The Labour MP for Pontypridd and Jeremy Corbyn’s Labour leadership rival has been accused of misogynist remarks. Again.

2016

Wanting to “smash” Theresa May “back on her heels”

During a speech at a campaign event, Owen Smith blithely deployed some aggressive imagery about attacking the new Prime Minister. In doing so, he included the tired sexist trope beloved of the right wing press about Theresa May’s shoes – her “kitten heels” have long been a fascination of certain tabloids:

“I’ll be honest with you, it pained me that we didn’t have the strength and the power and the vitality to smash her back on her heels and argue that these our values, these are our people, this is our language that they are seeking to steal.”

When called out on his comments by Sky’s Sophy Ridge, Smith doubled down:

“They love a bit of rhetoric, don’t they? We need a bit more robust rhetoric in our politics, I’m very much in favour of that. You’ll be getting that from me, and I absolutely stand by those comments. It’s rhetoric, of course. I don’t literally want to smash Theresa May back, just to be clear. I’m not advocating violence in any way, shape or form.”

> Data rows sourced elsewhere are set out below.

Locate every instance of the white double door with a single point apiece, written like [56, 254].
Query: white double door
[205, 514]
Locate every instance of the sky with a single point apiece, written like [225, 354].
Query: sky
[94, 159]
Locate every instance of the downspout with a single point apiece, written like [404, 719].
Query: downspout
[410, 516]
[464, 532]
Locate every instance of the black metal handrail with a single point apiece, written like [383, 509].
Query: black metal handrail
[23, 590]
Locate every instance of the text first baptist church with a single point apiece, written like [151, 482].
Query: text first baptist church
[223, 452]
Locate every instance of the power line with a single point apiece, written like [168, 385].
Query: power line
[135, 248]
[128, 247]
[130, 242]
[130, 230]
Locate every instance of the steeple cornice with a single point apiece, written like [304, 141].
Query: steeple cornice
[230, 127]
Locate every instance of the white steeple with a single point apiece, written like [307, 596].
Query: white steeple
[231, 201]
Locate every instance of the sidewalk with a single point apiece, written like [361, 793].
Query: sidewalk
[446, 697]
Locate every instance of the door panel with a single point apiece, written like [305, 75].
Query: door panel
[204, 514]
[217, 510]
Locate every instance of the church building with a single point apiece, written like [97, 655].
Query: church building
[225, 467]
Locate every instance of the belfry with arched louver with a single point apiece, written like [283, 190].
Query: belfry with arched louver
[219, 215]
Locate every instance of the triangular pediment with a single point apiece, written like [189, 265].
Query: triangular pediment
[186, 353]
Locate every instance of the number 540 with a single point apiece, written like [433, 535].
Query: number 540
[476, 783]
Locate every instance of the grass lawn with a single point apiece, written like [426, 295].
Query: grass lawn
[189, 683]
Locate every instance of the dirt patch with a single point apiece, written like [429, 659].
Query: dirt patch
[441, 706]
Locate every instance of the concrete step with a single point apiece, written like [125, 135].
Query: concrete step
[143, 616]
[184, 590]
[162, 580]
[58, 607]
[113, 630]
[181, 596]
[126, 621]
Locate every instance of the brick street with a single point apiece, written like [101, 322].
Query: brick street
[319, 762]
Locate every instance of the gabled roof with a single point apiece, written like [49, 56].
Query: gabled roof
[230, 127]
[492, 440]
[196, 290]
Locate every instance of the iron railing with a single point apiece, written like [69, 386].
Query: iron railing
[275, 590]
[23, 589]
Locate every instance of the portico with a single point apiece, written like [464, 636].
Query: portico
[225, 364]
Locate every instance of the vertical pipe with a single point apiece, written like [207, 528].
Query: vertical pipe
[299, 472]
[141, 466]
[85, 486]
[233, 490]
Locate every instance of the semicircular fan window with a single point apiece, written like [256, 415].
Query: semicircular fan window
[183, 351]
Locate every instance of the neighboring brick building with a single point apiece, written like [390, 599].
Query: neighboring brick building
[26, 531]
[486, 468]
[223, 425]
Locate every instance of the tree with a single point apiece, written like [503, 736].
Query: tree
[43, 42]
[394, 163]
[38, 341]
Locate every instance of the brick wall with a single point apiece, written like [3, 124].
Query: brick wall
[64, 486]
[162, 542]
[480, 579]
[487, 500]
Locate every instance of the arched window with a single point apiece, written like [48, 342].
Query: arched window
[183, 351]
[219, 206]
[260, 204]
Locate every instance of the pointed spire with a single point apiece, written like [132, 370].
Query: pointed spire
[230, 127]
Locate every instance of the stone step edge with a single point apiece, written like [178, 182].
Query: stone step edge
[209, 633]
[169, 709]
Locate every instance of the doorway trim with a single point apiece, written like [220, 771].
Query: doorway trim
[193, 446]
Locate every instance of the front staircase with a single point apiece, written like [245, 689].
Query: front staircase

Your mole dug around to see whether this is a common phrase, but all it could find was “set back on one’s heels”, which simply means to be shocked by something. Nothing to do with “smashing”, and anyway, Smith, or somebody on his team, should be aware that invoking May’s “heels” is lazy sexism at best, and calling on your party to “smash” a woman (particularly when you’ve been in trouble for comments about violence against women before – see below) is more than casual misogyny.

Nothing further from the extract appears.